Prime Minister Narendra Modi has infused a lot of “personal energy” into his diplomacy, but it’s difficult to push the Make in India initiative abroad while promoting “Hate in India” at home, says former central minister Shashi Tharoor.
ccording to the seasoned diplomat, Modi’s foreign policy is dogged by a growing perception that the “salesman is selling an empty package”.
“He has brought a lot of personal energy to his diplomacy and there is no underestimating that. His travels have been tireless. He has been a salesman for his view of India and Indian development,” Tharoor told IANS in an interview during a visit here to promote his book “An Era of Darkness”.
“But there are two problems,” said the author-cum-Congress leader.
“The first is there is an increasing perception that this salesman is selling an empty package. The reality at home is not being given enough importance. For example, Indian investors are not investing enough in India. Our home-grown capitalists are taking their money abroad. At the same time, Mr. Modi is trying to sell the attractions of investing in India to foreigners. This is a genuine problem,” said the Lok Sabha member from Kerala’s Thiruvananthapuram constituency.
“The second problem is that diplomacy has always got to be a means to an end. In our time we were clear that the purpose of our foreign policy is to promote a transformation and development of India and the Indian people.
“That is, we need good relations with countries from which investment comes, we need good relations with countries which are sources of our energy security like the Arab world, we need to be on good terms with countries which are important sources of food security, countries where Indians are working and, therefore, they need to feel secure in those foreign countries and so on.
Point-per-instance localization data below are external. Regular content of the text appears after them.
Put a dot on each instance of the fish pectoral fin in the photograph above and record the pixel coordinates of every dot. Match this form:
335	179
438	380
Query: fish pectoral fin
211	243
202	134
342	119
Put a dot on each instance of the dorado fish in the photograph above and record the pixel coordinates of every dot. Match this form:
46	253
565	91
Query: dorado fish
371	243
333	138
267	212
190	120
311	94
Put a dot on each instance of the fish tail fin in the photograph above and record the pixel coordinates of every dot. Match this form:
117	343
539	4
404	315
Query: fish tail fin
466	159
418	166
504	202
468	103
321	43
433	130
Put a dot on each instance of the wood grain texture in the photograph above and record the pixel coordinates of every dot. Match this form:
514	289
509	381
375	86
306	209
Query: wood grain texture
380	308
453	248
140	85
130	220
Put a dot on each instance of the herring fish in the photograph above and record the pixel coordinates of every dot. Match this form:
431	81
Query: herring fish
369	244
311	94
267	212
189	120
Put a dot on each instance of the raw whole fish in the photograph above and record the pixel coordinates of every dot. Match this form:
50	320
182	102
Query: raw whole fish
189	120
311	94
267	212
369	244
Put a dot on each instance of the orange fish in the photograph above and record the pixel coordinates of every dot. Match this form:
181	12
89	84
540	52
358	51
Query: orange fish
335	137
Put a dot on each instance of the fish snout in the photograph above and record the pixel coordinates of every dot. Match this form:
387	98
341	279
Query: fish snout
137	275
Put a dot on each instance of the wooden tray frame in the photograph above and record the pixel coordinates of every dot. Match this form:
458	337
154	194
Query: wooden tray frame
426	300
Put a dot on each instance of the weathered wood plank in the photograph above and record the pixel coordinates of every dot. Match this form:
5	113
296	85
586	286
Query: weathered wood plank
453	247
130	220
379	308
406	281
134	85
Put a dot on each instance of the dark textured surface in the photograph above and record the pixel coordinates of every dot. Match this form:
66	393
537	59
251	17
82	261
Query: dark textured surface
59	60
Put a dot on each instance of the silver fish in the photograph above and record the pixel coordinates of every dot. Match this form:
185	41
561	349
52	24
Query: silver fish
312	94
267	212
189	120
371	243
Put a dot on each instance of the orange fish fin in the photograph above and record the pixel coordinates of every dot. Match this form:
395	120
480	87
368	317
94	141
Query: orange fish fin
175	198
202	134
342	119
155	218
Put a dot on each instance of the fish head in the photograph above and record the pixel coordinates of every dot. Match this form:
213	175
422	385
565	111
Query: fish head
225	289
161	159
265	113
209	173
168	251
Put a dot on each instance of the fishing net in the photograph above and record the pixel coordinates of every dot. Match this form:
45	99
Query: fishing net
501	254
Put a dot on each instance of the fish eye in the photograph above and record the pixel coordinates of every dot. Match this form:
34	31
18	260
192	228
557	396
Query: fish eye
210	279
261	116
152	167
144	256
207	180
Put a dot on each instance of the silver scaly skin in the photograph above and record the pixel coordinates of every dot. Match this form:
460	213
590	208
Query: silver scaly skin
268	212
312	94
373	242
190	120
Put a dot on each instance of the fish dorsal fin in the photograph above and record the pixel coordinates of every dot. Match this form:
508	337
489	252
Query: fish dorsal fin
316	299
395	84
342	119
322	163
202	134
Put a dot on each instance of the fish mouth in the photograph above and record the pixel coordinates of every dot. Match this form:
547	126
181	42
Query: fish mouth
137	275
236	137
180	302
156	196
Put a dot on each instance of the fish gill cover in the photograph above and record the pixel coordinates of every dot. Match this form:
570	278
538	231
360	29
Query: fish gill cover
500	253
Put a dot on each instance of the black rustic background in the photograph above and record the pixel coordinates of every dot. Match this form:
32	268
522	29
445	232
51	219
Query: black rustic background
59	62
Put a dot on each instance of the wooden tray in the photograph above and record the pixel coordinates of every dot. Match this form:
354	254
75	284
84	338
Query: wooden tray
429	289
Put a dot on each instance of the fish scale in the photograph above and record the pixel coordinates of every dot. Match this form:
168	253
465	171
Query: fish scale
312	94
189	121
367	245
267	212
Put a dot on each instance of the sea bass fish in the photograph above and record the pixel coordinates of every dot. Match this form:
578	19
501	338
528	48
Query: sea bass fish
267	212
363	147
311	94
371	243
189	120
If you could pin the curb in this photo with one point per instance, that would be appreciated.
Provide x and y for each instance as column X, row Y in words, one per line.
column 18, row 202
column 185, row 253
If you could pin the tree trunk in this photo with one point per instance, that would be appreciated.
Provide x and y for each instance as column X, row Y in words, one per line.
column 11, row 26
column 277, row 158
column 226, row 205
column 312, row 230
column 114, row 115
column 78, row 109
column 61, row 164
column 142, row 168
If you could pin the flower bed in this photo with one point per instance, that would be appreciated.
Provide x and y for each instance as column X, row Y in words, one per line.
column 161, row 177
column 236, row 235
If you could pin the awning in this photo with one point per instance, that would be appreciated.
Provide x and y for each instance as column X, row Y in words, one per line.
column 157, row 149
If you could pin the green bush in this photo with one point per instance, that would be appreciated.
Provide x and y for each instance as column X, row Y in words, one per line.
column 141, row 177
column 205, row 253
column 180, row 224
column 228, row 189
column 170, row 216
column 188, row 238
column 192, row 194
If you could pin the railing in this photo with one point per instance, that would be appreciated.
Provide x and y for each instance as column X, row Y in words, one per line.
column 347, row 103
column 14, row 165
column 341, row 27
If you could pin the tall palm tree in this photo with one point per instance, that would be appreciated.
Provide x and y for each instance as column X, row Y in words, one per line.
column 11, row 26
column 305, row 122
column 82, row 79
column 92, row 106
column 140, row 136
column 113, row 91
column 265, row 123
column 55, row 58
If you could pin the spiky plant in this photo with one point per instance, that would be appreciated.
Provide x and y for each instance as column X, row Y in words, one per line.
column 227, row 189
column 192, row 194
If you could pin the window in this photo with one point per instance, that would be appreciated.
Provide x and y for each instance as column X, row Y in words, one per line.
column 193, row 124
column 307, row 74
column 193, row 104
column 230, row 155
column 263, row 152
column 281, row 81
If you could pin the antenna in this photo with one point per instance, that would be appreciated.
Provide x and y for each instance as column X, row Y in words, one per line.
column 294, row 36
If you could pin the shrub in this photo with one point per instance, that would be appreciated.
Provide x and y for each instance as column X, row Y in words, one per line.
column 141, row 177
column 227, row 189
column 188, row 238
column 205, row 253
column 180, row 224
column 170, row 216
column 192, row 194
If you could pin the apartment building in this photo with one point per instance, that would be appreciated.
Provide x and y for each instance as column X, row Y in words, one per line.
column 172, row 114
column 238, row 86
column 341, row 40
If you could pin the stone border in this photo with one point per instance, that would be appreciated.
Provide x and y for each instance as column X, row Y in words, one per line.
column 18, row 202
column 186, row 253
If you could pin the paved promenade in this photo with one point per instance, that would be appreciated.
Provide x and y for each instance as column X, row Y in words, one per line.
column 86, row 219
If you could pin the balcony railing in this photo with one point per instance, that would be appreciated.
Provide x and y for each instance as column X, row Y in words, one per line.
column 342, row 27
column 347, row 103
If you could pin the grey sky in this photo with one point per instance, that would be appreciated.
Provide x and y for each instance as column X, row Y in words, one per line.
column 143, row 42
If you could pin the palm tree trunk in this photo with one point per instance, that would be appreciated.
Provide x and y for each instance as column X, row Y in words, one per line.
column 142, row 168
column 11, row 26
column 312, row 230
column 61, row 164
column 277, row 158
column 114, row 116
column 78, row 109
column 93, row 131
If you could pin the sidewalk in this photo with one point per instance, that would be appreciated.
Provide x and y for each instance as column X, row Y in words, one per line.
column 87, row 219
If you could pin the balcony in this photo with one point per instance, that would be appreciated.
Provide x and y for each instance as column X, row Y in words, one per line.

“It cannot be an end in itself. It’s difficult to promote Make in India abroad if you’re promoting ‘Hate in India’ at home,” says the keen student of history, who was Minister of State for External Affairs between May 2009 and April 2010.
He said the main difference between the Congress and the BJP lay in their different views of nationalism — the former believing in an inclusive one which embraces all, irrespective of religion and language, and the latter promoting a narrow variety that is not shared universally.
“Unfortunately, what the ruling dispensation prefers is a narrow-minded nationalism which reduces India to a particular community, the Hindu community, and that too a particular view of Hinduism which may not be shared universally by everyone. For example, the Dalits may dissent from that narrative.
“To call the one nationalism and the other not is absurd. They are all different variants. One is inclusive and the other is narrow-minded nationalism and the (proponents of the) latter happen to be in power now. Some are feeling left out of this nationalism which I feel is a dangerous aspect.”
Having spent a considerable time at the United Nations, Tharoor, who ran for the post of Secretary General in 2006 along with eventual winner Ban Ki-moon, did not want to read too much into the emergence of right wing politics in many countries.
“For example in France, Marine La Pen has captured some 30 percent in the polls but 70 per cent are still opposed to her brand of politics and it’s unlikely that she will win the presidency.
“In Holland, Geert Wilders may have become a highly-visible figure, but he is not going to be capturing the majority. Brexit was an anti-immigrant vote, (Donald) Trump’s victory was partly fuelled by xenophobia. All these things are true but each country’s politics has its own domestic reasons,” Tharoor said.
The charismatic 60-year-old politician gave some hints about his next literary venture.
“This book (‘An Era of Darkness’) has just come out and is coming out in the UK onMarch 2. My publishers are very keen that I write something on the 70th anniversary of India’s independence about the national character and us as a people.”